![](https://static.penana.com/images/chapter/1613334/wf_Screenshot_73.png.png)
Malam itu, di rumah, suasana seperti biasanya penuh kehangatan. Magda, istriku, sibuk menyuapi Rania, putri kecil kami, yang dengan ceria terus mengoceh tentang boneka kesayangannya. Namun, aku lebih banyak diam. Tanganku memegang sendok, tapi pikiranku melayang entah ke mana.
"Mas, kok melamun terus? Ada masalah ya di kantor?" tanya Magda, dengan nada lembut yang selalu membuatku merasa diperhatikan.
Aku tersentak dari lamunan dan mencoba tersenyum. "Enggak, enggak apa-apa kok," jawabku singkat, berusaha menghindari tatapan matanya.
Magda mengerutkan kening, tampaknya menyadari ada sesuatu yang tidak beres. "Yakin? Kalau ada yang mau diceritakan, aku siap dengar, lho."
"Serius, aku baik-baik saja," aku mencoba meyakinkannya, tapi senyum yang kuberikan terasa kaku, bahkan untuk diriku sendiri.
Aku kembali menunduk, berpura-pura menikmati makan malamku. Tapi di dalam hati, ada gejolak yang sulit aku redam. Bayangan Amira terus menghantui pikiranku—senyumnya, cara dia berbicara, dan tatapan matanya yang seperti menyimpan sesuatu yang tak bisa kuabaikan. Rasanya seperti berjalan di tepi jurang; aku tahu aku harus berhenti dan mundur, tapi langkahku terus mendekat, dan itu menakutkan.
"Ayah, ayo main sama Rania," suara kecil putriku membuyarkan lamunanku. Dia sudah selesai makan dan kini menarik-narik lenganku.
Aku memaksakan senyum dan menggendongnya. "Ayo, sayang. Mau main apa?" tanyaku, mencoba mengalihkan pikiranku dengan perhatian penuh pada Rania.

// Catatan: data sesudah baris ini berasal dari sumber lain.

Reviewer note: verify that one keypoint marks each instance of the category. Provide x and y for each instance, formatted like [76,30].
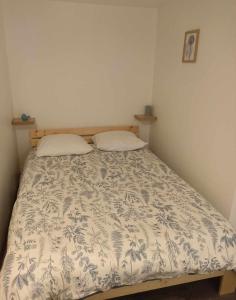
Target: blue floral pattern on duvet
[88,223]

Kami bermain boneka di ruang tamu, dan Magda bergabung sambil tertawa kecil melihat tingkah lucu Rania. Aku mencoba menikmati momen itu, tetapi ada perasaan bersalah yang terus menghantui. Aku memiliki keluarga yang sempurna di sini—istri yang penuh cinta dan anak yang selalu membawa kebahagiaan. Namun, mengapa pikiranku masih melayang ke arah yang seharusnya tidak ada?

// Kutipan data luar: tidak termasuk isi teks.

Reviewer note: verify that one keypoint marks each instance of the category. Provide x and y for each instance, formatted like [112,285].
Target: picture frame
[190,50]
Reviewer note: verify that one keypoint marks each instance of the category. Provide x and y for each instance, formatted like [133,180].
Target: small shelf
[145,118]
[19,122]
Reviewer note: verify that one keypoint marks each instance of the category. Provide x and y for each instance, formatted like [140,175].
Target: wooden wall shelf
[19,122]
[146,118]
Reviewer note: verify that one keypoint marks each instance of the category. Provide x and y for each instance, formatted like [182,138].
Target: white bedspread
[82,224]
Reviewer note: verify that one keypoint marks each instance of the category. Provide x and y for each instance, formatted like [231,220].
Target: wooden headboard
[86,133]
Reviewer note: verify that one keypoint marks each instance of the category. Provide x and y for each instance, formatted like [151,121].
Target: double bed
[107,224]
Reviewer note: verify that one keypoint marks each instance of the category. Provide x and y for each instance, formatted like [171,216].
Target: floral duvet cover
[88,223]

Setelah Rania tertidur, aku duduk di ruang tamu, memandangi gelas teh yang kini sudah dingin. Magda datang dan duduk di sampingku, membawa selimut kecil untuk menghangatkan kami.
"Mas," katanya lembut, "aku tahu ada yang mengganggu pikiranmu. Kamu nggak biasanya seperti ini."

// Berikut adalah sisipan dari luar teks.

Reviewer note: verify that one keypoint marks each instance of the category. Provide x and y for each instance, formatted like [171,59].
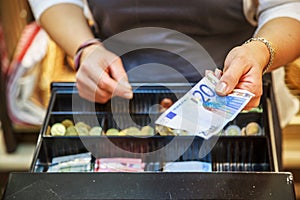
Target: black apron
[170,40]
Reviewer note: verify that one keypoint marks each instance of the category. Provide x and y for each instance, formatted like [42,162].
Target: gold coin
[130,131]
[71,131]
[82,130]
[48,130]
[96,131]
[112,132]
[82,124]
[67,123]
[147,130]
[58,129]
[253,128]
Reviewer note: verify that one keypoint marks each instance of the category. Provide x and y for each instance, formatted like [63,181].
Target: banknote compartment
[228,154]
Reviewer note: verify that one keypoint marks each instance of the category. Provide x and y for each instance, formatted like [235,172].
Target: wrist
[83,50]
[266,47]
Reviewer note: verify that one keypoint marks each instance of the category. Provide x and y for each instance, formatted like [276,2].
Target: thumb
[229,80]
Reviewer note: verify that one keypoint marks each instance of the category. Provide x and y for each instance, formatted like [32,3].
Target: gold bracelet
[270,48]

Aku terdiam, menggenggam gelas teh itu lebih erat. "Maaf ya, aku cuma lagi banyak pikiran soal kantor," jawabku akhirnya, mencoba memberi jawaban yang aman.
Magda mengangguk pelan, meski sorot matanya menunjukkan bahwa ia belum sepenuhnya puas dengan penjelasanku. "Kalau butuh cerita, aku di sini, Mas. Jangan dipendam sendiri."
Aku tersenyum kecil dan meraih tangannya. "Terima kasih, Ra. Kamu memang yang terbaik," kataku sambil menatapnya. Tapi dalam hati, aku merasa seperti pengecut. Aku tidak bisa menceritakan apa yang sebenarnya terjadi—perasaan aneh ini, kekaguman yang tidak seharusnya ada.
Malam itu, setelah Magda tidur, aku tetap terjaga. Aku berjalan ke jendela dan menatap ke luar, memandangi lampu-lampu jalanan yang temaram. Di dalam hatiku, aku tahu ada sesuatu yang salah. Pesona Amira telah mengguncang keseimbangan hidupku, dan aku mulai merasa seperti terperangkap dalam perasaan yang tak seharusnya.
Aku mengingat momen-momen sederhana bersama Magda dan Rania—makan malam bersama, tawa kecil Magda saat aku mencoba melucu, dan pelukan hangat Rania saat dia mengantuk. Semua itu adalah dunia yang telah kubangun dengan cinta dan perjuangan.
"Aku nggak boleh kehilangan semua ini," gumamku pelan pada diri sendiri.
Namun, semakin aku berusaha mengabaikan bayangan Amira, semakin ia terasa mendominasi pikiranku. Aku tahu aku harus mengambil langkah tegas untuk menghentikan ini. Tapi bagaimana?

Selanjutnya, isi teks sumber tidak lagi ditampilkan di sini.